On the supremacy of the Constitution over international agreements

Nobody is backing out of any international agreements here. The Constitutional Court may simply allow for individual decisions made by international bodies or courts not to be enforced. However, the purpose of that power is not refusal to comply. On the contrary, it’s for “the development of constitutionally acceptable means to enforce these decisions.” Russia’s Constitution stands above all.

On increased presidential powers

Creating new mechanisms and altering existing mechanisms to shift the system of checks and balances in favor of the president is in line with the principle of separation of powers and with the nature of the presidency. For example, even now, some ministers and agencies are directly subordinate to the president, circumventing the prime minister in the chain of command. Now, this practice will simply receive constitutional legitimacy. Say a president does take extreme action such as forcing the resignation of every judge on the Supreme and Constitutional Courts. The details of such a procedure have not yet been fleshed out in writing, but it would likely only protect the judges from “unmotivated and entirely unfounded terminations of their powers.”

On stricter requirements for presidential candidates

Of course, all citizens are equal regardless of how they received citizenship, and everyone has the right to run for election. They just don’t have that right at every time or for every role. The president’s special status dictates that special requirements should be applied to candidates for that post. Here, an exception from the general rule is justified. It is necessary to guarantee that candidates have “legal and emotional (spiritual-cultural) ties to the Russian state.” That’s why we must say no to any president who is a naturalized citizen: We cannot be sure that their legal ties to Russia are stable.

The proposed ban on presidential candidates holding real estate abroad, even in the past, should not affect Vladimir Putin. An individual who has lived abroad can run for president if they were “serving the Russian Federation or the Union of SSRs” at the time.

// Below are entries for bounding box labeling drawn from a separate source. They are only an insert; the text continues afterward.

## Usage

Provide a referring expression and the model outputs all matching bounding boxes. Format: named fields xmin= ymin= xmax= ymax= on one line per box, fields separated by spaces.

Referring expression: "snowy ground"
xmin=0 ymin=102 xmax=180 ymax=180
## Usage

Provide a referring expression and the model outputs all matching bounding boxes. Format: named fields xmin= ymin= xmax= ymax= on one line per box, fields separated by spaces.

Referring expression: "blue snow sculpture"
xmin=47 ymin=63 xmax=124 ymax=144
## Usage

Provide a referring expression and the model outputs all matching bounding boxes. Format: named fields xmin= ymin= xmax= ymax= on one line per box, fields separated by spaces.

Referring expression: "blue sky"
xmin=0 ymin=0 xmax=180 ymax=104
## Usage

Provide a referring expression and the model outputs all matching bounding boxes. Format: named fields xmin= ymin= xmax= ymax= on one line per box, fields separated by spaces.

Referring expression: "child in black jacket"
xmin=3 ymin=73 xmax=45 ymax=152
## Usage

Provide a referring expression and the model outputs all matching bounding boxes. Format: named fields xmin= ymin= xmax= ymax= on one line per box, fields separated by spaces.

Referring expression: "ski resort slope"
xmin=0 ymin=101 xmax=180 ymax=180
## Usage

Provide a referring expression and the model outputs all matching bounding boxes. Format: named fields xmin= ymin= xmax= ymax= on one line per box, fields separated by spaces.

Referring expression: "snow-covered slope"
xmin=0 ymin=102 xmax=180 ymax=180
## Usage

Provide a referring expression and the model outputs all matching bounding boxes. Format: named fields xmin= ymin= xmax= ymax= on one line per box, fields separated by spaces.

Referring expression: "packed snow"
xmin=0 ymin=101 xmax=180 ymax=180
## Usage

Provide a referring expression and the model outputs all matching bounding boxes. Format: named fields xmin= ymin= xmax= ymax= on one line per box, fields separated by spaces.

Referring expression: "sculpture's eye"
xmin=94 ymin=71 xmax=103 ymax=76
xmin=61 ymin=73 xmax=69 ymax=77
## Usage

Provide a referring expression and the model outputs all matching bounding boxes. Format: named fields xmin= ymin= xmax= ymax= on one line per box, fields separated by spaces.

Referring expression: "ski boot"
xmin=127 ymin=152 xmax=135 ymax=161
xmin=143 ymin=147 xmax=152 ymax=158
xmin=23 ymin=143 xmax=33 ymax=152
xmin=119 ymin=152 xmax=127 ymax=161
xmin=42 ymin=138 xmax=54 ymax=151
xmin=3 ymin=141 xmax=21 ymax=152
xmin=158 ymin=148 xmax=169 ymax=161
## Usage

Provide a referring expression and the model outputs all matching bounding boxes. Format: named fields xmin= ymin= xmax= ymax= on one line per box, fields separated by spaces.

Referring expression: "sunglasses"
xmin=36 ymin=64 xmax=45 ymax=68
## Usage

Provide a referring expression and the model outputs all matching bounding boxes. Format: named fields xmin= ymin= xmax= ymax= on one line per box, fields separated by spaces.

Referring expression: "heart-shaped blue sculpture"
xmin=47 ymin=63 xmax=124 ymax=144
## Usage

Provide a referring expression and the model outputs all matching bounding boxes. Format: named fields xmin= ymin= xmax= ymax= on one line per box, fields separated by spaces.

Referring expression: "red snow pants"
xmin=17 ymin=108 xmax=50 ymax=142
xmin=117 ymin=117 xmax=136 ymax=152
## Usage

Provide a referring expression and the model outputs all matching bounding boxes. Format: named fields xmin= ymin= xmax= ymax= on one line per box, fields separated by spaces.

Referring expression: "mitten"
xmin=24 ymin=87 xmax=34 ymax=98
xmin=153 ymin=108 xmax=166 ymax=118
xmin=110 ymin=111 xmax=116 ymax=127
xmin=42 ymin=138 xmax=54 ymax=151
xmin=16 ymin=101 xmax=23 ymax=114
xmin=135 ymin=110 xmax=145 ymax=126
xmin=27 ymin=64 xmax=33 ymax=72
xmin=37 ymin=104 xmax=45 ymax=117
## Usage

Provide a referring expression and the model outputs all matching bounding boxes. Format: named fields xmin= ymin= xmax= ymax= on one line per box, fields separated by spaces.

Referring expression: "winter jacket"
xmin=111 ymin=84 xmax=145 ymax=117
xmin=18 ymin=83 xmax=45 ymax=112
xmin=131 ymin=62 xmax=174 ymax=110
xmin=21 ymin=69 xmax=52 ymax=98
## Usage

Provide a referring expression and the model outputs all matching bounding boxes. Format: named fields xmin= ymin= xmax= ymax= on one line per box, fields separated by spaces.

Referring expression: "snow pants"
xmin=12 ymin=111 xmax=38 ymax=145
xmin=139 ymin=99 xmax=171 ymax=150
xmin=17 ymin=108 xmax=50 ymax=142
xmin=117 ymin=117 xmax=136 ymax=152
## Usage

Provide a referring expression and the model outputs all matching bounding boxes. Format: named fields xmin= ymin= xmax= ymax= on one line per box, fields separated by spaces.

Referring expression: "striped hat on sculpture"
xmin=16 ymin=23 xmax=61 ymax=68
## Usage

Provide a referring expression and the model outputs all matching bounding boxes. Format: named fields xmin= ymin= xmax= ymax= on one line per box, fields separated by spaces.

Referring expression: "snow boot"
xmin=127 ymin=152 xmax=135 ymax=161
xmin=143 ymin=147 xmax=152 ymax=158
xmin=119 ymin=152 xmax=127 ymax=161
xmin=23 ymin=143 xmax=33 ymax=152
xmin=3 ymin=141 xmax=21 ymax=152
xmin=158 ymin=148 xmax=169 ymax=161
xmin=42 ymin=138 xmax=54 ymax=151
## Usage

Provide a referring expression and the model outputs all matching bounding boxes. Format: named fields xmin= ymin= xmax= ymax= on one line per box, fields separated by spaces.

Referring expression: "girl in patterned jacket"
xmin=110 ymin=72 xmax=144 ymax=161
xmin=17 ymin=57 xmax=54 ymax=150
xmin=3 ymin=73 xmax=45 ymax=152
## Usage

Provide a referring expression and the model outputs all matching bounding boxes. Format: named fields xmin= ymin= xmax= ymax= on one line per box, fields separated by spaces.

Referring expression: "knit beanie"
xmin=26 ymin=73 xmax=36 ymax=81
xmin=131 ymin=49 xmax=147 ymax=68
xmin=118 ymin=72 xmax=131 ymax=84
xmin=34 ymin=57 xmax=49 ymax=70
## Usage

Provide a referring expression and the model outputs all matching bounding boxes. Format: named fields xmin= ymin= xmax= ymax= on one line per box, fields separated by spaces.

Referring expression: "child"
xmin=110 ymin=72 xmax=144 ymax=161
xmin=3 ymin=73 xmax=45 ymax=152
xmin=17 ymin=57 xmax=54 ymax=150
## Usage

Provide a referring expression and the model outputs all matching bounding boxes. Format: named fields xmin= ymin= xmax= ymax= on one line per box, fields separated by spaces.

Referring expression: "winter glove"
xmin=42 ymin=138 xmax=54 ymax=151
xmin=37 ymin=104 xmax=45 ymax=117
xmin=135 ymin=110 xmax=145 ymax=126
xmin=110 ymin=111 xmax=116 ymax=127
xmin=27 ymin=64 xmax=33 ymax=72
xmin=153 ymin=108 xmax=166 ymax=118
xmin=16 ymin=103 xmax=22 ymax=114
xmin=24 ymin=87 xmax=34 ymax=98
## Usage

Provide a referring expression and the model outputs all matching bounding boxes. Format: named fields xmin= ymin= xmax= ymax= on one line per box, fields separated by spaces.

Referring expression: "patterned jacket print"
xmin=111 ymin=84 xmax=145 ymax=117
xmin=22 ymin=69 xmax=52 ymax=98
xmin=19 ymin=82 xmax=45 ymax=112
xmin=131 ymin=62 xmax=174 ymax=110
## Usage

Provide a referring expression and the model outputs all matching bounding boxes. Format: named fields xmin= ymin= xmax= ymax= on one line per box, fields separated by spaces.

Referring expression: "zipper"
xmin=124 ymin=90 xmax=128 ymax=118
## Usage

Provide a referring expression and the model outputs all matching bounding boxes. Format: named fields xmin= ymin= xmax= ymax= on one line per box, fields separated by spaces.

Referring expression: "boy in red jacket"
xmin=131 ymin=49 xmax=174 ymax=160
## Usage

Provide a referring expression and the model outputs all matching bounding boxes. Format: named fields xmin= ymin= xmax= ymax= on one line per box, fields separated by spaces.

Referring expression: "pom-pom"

On the nullification of presidential term counts

Why not. This transitional measure does allow Vladimir Putin to run for election in the future and, in theory, to occupy the post of president of Russia for more than two terms, even consecutively. But the citizens may still choose not to elect him. Here, too, we must consider “the concrete historical facts surrounding the selection of appropriate measures, including threat levels facing our government and society, the state of our political and economic systems, etc.” Zeroing out Putin’s term count does not threaten democracy: After all, we have a developed parliamentary system, a true multi-party system, political competition, an effective separation of powers model, and an independent court system. And anyway, every president after this will definitely be replaceable.